NELSON: That's historian and museum deputy director Piotr Majewski. He talks about one exhibit describing how Polish villagers from Yavanna herded their Jewish neighbors into a barn and burned them to death. Majewski says such stories are provocative but necessary.
MAJEWSKI: There is no sense to avoid difficult themes. It's better to explain it openly.
NELSON: But the Polish government is determined to take over the museum and to change its content. The Culture Ministry, which is leading that fight, did not respond to repeated NPR requests for interviews.

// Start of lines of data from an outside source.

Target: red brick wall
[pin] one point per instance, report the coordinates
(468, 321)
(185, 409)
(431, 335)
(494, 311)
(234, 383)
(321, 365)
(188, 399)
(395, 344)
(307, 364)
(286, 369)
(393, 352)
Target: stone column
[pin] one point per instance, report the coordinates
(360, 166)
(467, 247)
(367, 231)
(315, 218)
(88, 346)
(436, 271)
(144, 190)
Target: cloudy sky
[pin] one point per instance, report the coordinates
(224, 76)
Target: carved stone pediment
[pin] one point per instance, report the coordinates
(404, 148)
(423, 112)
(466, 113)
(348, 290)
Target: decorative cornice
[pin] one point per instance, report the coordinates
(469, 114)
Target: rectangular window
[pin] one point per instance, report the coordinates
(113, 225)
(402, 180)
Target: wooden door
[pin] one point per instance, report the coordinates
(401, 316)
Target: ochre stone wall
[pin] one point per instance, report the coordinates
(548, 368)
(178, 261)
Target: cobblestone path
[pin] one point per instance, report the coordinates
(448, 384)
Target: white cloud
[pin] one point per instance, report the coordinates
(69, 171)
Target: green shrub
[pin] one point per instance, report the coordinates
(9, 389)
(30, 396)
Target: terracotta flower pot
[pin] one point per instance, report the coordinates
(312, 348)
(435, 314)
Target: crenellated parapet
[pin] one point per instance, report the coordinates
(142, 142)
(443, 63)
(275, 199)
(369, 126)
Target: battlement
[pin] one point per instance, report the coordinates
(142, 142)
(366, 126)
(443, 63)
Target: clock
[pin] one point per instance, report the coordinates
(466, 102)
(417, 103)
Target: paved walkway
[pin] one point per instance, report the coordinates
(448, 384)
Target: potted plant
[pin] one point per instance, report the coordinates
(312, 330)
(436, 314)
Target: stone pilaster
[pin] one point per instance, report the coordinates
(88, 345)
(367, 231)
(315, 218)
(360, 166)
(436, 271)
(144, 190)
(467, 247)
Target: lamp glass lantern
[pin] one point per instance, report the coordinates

LUKASZ HAMADYK: (Speaking Polish).
NELSON: Gdansk councilman Lukasz Hamadyk, who is with the ruling party, says the museum must be more true to the version of history the culture minister is demanding. A court will rule next month whether the Culture Ministry should control the museum. For now, the ministry has cut the museum's subsidy to about half of what is needed to stay open, says director Machcewicz.
MACHCEWICZ: Even now, we have not enough people to run this museum.
NELSON: His only hope, he says, is that enough paying customers visit to make up the deficit.
Soraya Sarhaddi Nelson, NPR News, Gdansk.